I'm pretty sure it sounds quite nice and dynamic, as HKs usually do. Nevertheless, I wouldn't buy one, as HK seems/seemed to have quite a lot of build quality problems recently (I personally know exactly three people with HK ht receivers -> all three units malfunctioning after a few months, and apparently these were not the only ones...). What about the usual other suspects (Arcam, Denon, Marantz, NAD, Rotel...)? If you're after an energetic and lively sound, checking out Rotel might be a good idea...

 Greetings from Hannover!

 Manfred / lini

 P.S.: I like your post scripta!


----------



## JiiEf

Thanks for the info!

 My experiences with the Cambridge have turned me off pots at volume controllers for a while (due to jaw muscle trouble, I have can't use headphones for extended listening. I'm also an insomniac, so I need to have good channel balance on low levels too), so that would basically leave me just with Arcams and Rega Mira (unless the Brio has digital volume controls as well - can anybody confirm this?). 

 Unfortunately, as a student, the 430 euros cash - whatever they decide to give me for my cambridge stuff for the HK sounds quite attractive when compared to the double price of the Mira and Arcam a80. I'll be sure to check those out when I graduate, though 
	

	
	
		
		

		
		
	


	




 /JF


----------



## lini

Is it just low volume imbalance? If yes, have you already tried a simple voltage divider on the inputs?

 Greetings from Hannover!

 Manfred / lini


----------



## Erukian

970 BAAAD

 930 GOOOD

 the 930 uses a dual power supply so the amp acts like monoblocks, there's no way anybody would frown on the sound quality of the 930.

 Any vintage HK with the x30 on it, 430 630 730 930, their all great and very well made SS amps.

 I just found out that the HK x30 series was Co-designed by Matti Otala (the father of high current/low feedback design), it has TWO toroidal transformers resulting in excellent channel separation, lots of dynamic range and tons of current capability - low impedance loads are NOT a problem, in fact it will double its power into 4 ohm loads!

 Really impressive for a peice of vintage equipment.

 -Joe


----------



## JiiEf

Quote:


  Originally Posted by *lini* 
_Is it just low volume imbalance? If yes, have you already tried a simple voltage divider on the inputs?

 Greetings from Hannover!

 Manfred / lini_

 

I haven't - but considering that it starts so early, it gives me trouble during daytime and even on my vinyl rig, I pretty much just want to get this amp out of my hands.

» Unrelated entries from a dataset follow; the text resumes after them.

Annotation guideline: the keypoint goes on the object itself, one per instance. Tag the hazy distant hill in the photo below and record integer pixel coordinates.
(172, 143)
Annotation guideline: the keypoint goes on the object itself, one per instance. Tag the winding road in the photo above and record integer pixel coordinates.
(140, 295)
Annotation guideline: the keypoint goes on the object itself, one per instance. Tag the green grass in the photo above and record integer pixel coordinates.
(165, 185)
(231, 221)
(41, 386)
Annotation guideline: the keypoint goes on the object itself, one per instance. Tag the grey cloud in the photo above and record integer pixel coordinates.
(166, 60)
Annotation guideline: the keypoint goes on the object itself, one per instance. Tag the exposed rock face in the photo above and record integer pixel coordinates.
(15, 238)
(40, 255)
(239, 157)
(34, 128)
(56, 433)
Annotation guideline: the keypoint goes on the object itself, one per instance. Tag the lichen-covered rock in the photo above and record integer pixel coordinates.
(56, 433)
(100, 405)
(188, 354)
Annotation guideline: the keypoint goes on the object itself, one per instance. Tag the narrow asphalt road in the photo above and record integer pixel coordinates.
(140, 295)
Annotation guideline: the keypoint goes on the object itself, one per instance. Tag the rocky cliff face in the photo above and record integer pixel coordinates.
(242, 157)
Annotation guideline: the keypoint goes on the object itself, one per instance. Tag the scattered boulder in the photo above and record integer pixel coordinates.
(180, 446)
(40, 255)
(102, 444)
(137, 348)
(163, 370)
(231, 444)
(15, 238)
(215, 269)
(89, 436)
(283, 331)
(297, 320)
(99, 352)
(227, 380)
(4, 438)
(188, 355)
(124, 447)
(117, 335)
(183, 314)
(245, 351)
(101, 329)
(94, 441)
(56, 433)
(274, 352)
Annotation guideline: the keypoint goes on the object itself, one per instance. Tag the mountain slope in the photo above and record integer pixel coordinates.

Happily every time I've almost bought something like the HK, I've managed to calm down and think of the a80 and the Mira 
	

	
	
		
		

		
		
	


	




 Let's hope I keep it together this time as well, as it looks like the 970 would be another bad purchase... 
	

	
	
		
		

		
		
	


	




 /JF


----------



## Snake

The last time I heard HK your description of the sound would be pretty accurate along with adding a bit of top end grain to that opinion.

 For upper midrange goods I do prefer Marantz - give them a try.


----------



## altuggunal

i have a hk970 and i compared it to others before i bought it. it was hard to decide between rotel ra 3 and hk 970 but at last i decided to buy harman kardon and im very happy with it.


----------